Per tornare a questa passione di Cristo realizzata “in famiglia” e con pochi mezzi, «era un antico desiderio del personale del museo. Tutti hanno dato il meglio di sé, trasformati in attori con l’aiuto di una regista; i costumi ce li siamo fatti prestare e il comune di Sperlonga ci ha messo a disposizione gratis le attrezzature necessarie. Oltre 1500 gli spettatori nei tre spettacoli, sfidando il freddo e l’umidità della notte: per loro abbiamo allestito lo spazio del quadriportico, mentre per le varie scene gli ambienti della villa disposti a più livelli hanno offerto una spettacolare scenografia. Impensato il successo di pubblico e di critica, nulla da invidiare a una vera compagnia teatrale. Per l’intero personale è stata un’occasione non solo per compattarsi, mettendo da parte le piccole guerre interne, come spesso accade, ma anche per una crescita culturale».
Da quando dirige questo museo, e precisamente dal maggio 2010, Marisa è riuscita a realizzare quasi dal niente conferenze per far conoscere i miti legati alla zona, mostre archeologiche, sul Risorgimento, sull’arte contemporanea ispirata all’antico, sulle foto della passione di Cristo scattate dall’artista irlandese canadese André Durand.

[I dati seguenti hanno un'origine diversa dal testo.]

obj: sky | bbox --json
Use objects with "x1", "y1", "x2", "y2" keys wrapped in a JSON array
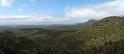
[{"x1": 0, "y1": 0, "x2": 124, "y2": 25}]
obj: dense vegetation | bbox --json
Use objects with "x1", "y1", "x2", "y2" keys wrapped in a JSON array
[{"x1": 0, "y1": 16, "x2": 124, "y2": 54}]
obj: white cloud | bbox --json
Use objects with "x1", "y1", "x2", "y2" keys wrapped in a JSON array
[
  {"x1": 0, "y1": 0, "x2": 14, "y2": 7},
  {"x1": 0, "y1": 0, "x2": 124, "y2": 25},
  {"x1": 65, "y1": 0, "x2": 124, "y2": 22}
]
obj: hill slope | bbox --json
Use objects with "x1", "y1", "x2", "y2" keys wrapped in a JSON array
[{"x1": 80, "y1": 16, "x2": 124, "y2": 46}]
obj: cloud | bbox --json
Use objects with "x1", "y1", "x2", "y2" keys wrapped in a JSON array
[
  {"x1": 0, "y1": 0, "x2": 124, "y2": 25},
  {"x1": 64, "y1": 0, "x2": 124, "y2": 22},
  {"x1": 0, "y1": 0, "x2": 14, "y2": 7}
]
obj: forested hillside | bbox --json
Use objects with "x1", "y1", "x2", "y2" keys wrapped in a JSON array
[{"x1": 0, "y1": 16, "x2": 124, "y2": 54}]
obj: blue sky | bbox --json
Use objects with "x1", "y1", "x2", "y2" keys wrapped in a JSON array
[
  {"x1": 0, "y1": 0, "x2": 109, "y2": 16},
  {"x1": 0, "y1": 0, "x2": 124, "y2": 25}
]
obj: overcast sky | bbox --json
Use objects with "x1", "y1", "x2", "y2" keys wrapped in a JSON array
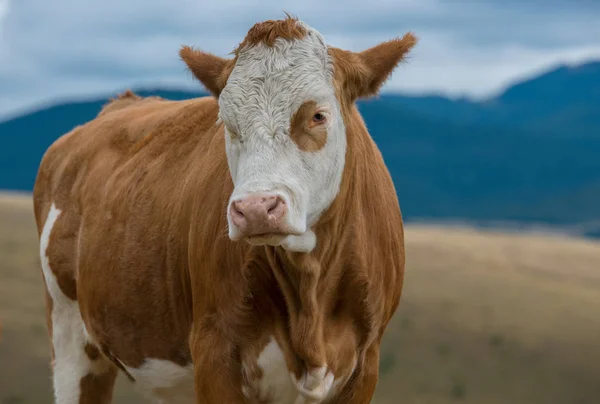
[{"x1": 0, "y1": 0, "x2": 600, "y2": 119}]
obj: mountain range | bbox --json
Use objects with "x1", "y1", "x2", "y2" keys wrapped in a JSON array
[{"x1": 0, "y1": 61, "x2": 600, "y2": 236}]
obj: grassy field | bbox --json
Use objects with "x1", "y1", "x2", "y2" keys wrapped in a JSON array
[{"x1": 0, "y1": 196, "x2": 600, "y2": 404}]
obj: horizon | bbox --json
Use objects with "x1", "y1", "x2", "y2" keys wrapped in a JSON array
[
  {"x1": 0, "y1": 57, "x2": 600, "y2": 124},
  {"x1": 0, "y1": 0, "x2": 600, "y2": 120}
]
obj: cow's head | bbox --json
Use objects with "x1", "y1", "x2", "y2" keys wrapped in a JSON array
[{"x1": 180, "y1": 18, "x2": 416, "y2": 251}]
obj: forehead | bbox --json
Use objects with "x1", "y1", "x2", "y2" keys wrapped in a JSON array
[{"x1": 219, "y1": 20, "x2": 334, "y2": 124}]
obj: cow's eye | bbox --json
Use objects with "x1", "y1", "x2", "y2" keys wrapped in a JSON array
[{"x1": 313, "y1": 112, "x2": 326, "y2": 123}]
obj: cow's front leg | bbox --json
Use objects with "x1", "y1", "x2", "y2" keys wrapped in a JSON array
[
  {"x1": 333, "y1": 344, "x2": 379, "y2": 404},
  {"x1": 190, "y1": 326, "x2": 246, "y2": 404}
]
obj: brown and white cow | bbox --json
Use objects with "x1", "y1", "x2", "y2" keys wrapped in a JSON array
[{"x1": 34, "y1": 17, "x2": 416, "y2": 404}]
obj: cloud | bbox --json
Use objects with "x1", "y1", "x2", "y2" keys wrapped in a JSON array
[{"x1": 0, "y1": 0, "x2": 600, "y2": 117}]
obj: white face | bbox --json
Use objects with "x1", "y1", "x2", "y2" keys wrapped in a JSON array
[{"x1": 219, "y1": 22, "x2": 346, "y2": 251}]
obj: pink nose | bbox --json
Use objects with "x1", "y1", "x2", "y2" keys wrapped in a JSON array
[{"x1": 229, "y1": 194, "x2": 287, "y2": 236}]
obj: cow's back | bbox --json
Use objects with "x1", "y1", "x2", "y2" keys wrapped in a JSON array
[{"x1": 34, "y1": 93, "x2": 230, "y2": 400}]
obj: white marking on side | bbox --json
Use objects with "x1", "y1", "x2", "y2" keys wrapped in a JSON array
[
  {"x1": 40, "y1": 203, "x2": 109, "y2": 404},
  {"x1": 125, "y1": 358, "x2": 195, "y2": 404}
]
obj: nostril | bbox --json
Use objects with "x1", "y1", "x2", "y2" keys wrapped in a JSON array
[
  {"x1": 267, "y1": 197, "x2": 285, "y2": 215},
  {"x1": 267, "y1": 198, "x2": 279, "y2": 214}
]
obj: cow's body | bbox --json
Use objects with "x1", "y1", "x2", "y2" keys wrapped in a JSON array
[{"x1": 34, "y1": 16, "x2": 414, "y2": 404}]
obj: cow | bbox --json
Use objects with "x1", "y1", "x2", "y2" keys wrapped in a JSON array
[{"x1": 33, "y1": 15, "x2": 417, "y2": 404}]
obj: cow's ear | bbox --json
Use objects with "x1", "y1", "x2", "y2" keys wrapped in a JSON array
[
  {"x1": 329, "y1": 32, "x2": 417, "y2": 101},
  {"x1": 179, "y1": 46, "x2": 235, "y2": 97}
]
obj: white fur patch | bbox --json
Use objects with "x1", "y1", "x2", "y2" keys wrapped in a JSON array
[
  {"x1": 126, "y1": 359, "x2": 196, "y2": 404},
  {"x1": 219, "y1": 22, "x2": 346, "y2": 252},
  {"x1": 243, "y1": 337, "x2": 334, "y2": 404},
  {"x1": 40, "y1": 204, "x2": 109, "y2": 404}
]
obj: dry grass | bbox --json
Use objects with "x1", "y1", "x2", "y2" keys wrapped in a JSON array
[{"x1": 0, "y1": 196, "x2": 600, "y2": 404}]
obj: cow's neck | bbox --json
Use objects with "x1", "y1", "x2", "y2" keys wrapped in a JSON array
[{"x1": 267, "y1": 102, "x2": 370, "y2": 367}]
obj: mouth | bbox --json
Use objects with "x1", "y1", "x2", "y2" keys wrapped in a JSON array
[{"x1": 244, "y1": 233, "x2": 289, "y2": 246}]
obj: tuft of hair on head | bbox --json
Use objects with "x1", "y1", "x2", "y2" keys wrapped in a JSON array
[{"x1": 234, "y1": 11, "x2": 307, "y2": 55}]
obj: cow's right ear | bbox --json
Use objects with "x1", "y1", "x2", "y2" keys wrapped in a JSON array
[{"x1": 179, "y1": 46, "x2": 235, "y2": 98}]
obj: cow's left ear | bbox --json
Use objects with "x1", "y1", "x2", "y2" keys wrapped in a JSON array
[
  {"x1": 329, "y1": 32, "x2": 417, "y2": 102},
  {"x1": 179, "y1": 46, "x2": 235, "y2": 98}
]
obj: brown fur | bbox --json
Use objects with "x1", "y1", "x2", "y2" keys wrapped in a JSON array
[{"x1": 34, "y1": 17, "x2": 418, "y2": 404}]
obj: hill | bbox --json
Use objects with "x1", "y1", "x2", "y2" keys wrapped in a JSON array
[
  {"x1": 0, "y1": 195, "x2": 600, "y2": 404},
  {"x1": 0, "y1": 62, "x2": 600, "y2": 235}
]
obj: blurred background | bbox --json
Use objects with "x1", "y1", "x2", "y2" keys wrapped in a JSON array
[{"x1": 0, "y1": 0, "x2": 600, "y2": 404}]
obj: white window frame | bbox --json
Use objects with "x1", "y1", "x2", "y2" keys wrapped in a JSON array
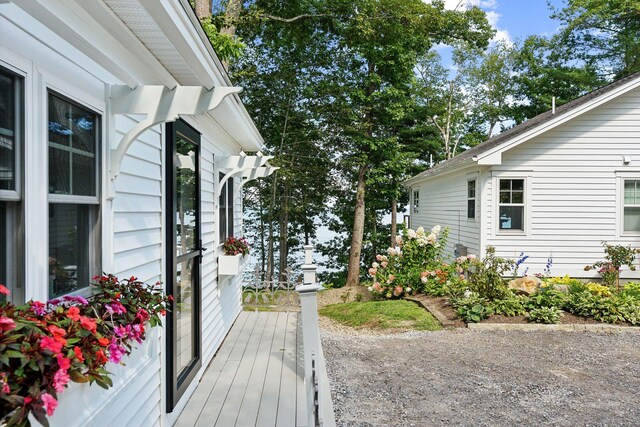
[
  {"x1": 616, "y1": 170, "x2": 640, "y2": 237},
  {"x1": 492, "y1": 171, "x2": 533, "y2": 237},
  {"x1": 0, "y1": 61, "x2": 28, "y2": 304},
  {"x1": 45, "y1": 82, "x2": 107, "y2": 298},
  {"x1": 464, "y1": 173, "x2": 479, "y2": 222}
]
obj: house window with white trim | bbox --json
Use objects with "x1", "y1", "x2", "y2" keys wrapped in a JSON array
[
  {"x1": 623, "y1": 179, "x2": 640, "y2": 232},
  {"x1": 48, "y1": 92, "x2": 100, "y2": 298},
  {"x1": 0, "y1": 67, "x2": 24, "y2": 303},
  {"x1": 467, "y1": 179, "x2": 476, "y2": 219},
  {"x1": 218, "y1": 173, "x2": 234, "y2": 243},
  {"x1": 498, "y1": 178, "x2": 525, "y2": 231}
]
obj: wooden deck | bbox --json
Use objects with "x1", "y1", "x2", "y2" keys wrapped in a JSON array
[{"x1": 175, "y1": 311, "x2": 307, "y2": 427}]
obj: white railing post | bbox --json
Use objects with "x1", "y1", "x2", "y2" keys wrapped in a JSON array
[{"x1": 296, "y1": 245, "x2": 335, "y2": 426}]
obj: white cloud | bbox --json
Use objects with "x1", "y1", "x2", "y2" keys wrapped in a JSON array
[{"x1": 427, "y1": 0, "x2": 513, "y2": 44}]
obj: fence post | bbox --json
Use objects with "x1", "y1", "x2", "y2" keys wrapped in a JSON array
[{"x1": 296, "y1": 245, "x2": 331, "y2": 426}]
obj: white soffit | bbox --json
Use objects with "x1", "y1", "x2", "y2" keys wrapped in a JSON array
[{"x1": 104, "y1": 0, "x2": 201, "y2": 85}]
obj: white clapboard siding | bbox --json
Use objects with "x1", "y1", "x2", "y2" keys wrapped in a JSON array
[
  {"x1": 483, "y1": 89, "x2": 640, "y2": 278},
  {"x1": 411, "y1": 165, "x2": 480, "y2": 257}
]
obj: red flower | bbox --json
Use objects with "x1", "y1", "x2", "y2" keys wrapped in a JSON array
[
  {"x1": 40, "y1": 393, "x2": 58, "y2": 416},
  {"x1": 96, "y1": 349, "x2": 109, "y2": 365},
  {"x1": 56, "y1": 354, "x2": 71, "y2": 371},
  {"x1": 80, "y1": 316, "x2": 97, "y2": 334},
  {"x1": 0, "y1": 316, "x2": 16, "y2": 333},
  {"x1": 73, "y1": 346, "x2": 84, "y2": 363},
  {"x1": 67, "y1": 305, "x2": 80, "y2": 322},
  {"x1": 40, "y1": 337, "x2": 62, "y2": 354}
]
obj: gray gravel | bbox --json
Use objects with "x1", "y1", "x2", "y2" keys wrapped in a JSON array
[{"x1": 322, "y1": 329, "x2": 640, "y2": 426}]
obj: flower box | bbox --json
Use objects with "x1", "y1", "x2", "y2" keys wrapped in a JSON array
[{"x1": 218, "y1": 254, "x2": 244, "y2": 276}]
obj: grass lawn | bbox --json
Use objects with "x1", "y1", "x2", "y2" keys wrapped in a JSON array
[{"x1": 319, "y1": 300, "x2": 442, "y2": 331}]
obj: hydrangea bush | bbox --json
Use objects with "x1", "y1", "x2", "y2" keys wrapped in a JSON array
[
  {"x1": 0, "y1": 275, "x2": 172, "y2": 426},
  {"x1": 369, "y1": 225, "x2": 450, "y2": 298}
]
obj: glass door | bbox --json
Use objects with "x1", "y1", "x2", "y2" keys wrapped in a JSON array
[{"x1": 166, "y1": 120, "x2": 203, "y2": 412}]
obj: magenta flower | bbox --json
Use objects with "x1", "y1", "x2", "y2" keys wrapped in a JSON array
[{"x1": 40, "y1": 393, "x2": 58, "y2": 416}]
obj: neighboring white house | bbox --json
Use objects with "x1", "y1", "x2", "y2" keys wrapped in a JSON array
[
  {"x1": 0, "y1": 0, "x2": 273, "y2": 426},
  {"x1": 405, "y1": 74, "x2": 640, "y2": 277}
]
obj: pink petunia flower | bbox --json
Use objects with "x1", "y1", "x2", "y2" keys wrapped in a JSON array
[{"x1": 40, "y1": 393, "x2": 58, "y2": 416}]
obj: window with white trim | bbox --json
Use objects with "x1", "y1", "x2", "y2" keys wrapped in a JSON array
[
  {"x1": 48, "y1": 91, "x2": 100, "y2": 298},
  {"x1": 498, "y1": 178, "x2": 525, "y2": 231},
  {"x1": 0, "y1": 67, "x2": 24, "y2": 303},
  {"x1": 218, "y1": 173, "x2": 234, "y2": 244},
  {"x1": 622, "y1": 179, "x2": 640, "y2": 232},
  {"x1": 467, "y1": 179, "x2": 476, "y2": 219}
]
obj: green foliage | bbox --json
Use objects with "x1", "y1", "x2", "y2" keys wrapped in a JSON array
[
  {"x1": 451, "y1": 296, "x2": 493, "y2": 323},
  {"x1": 620, "y1": 282, "x2": 640, "y2": 300},
  {"x1": 491, "y1": 294, "x2": 528, "y2": 317},
  {"x1": 319, "y1": 301, "x2": 441, "y2": 331},
  {"x1": 369, "y1": 225, "x2": 451, "y2": 298},
  {"x1": 457, "y1": 246, "x2": 514, "y2": 301},
  {"x1": 527, "y1": 307, "x2": 564, "y2": 324},
  {"x1": 526, "y1": 286, "x2": 568, "y2": 310}
]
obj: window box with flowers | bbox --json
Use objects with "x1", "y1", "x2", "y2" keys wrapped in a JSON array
[
  {"x1": 0, "y1": 275, "x2": 171, "y2": 426},
  {"x1": 218, "y1": 236, "x2": 249, "y2": 276}
]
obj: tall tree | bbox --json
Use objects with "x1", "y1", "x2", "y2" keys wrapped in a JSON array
[{"x1": 551, "y1": 0, "x2": 640, "y2": 79}]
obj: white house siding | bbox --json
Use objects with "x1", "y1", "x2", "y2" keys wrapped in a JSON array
[
  {"x1": 411, "y1": 168, "x2": 480, "y2": 257},
  {"x1": 0, "y1": 2, "x2": 254, "y2": 427},
  {"x1": 483, "y1": 89, "x2": 640, "y2": 277}
]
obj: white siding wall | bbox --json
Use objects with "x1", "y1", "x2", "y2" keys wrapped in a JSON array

Alla sua iniziativa si devono il gruppo e l’associazione Amici del museo di Sperlonga. Tanti ancora i progetti in cantiere, perché «il museo non dev’essere qualcosa di cristallizzato – sostiene l’amica –, ma un centro di vita culturale. Stiamo cercando inoltre delle soluzioni per eliminare le barriere architettoniche nell’edificio e nell’area archeologica».
E tutto ciò, senza trascurare il resto del territorio di sua competenza: «Sto vivendo un periodo tra i più ricchi della mia vita dal punto di vista professionale. A San Cesareo ho scavato la villa dove Cesare scrisse il suo testamento e Massenzio ricevette la notizia della sua elezione a imperatore, villa con mosaici stupendi. Dopo dieci anni, ho riaperto il mausoleo di Munazio Planco a Gaeta. A Itri ho scoperto il santuario di Ercole».
Certo Sperlonga è un luogo speciale per Marisa: «Ho cominciato i miei primi scavi proprio qui, ho respirato l’atmosfera magica delle scoperte e della ricostruzione dei gruppi omerici, ho visto nascere questo museo. Per cui mi sembra estremamente gratificante finire dove ho iniziato, sognando una vita dedicata all’archeologia».
L’ultima novità (siamo ancora in periodo natalizio): in un angolo di questo museo d’arte classica pagana, è allestito un originale presepe, la cui grotta, senza ombra di dubbio, richiama il ninfeo di Tiberio. E poi uno dei pastori non ha forse le fattezze dell’imperatore?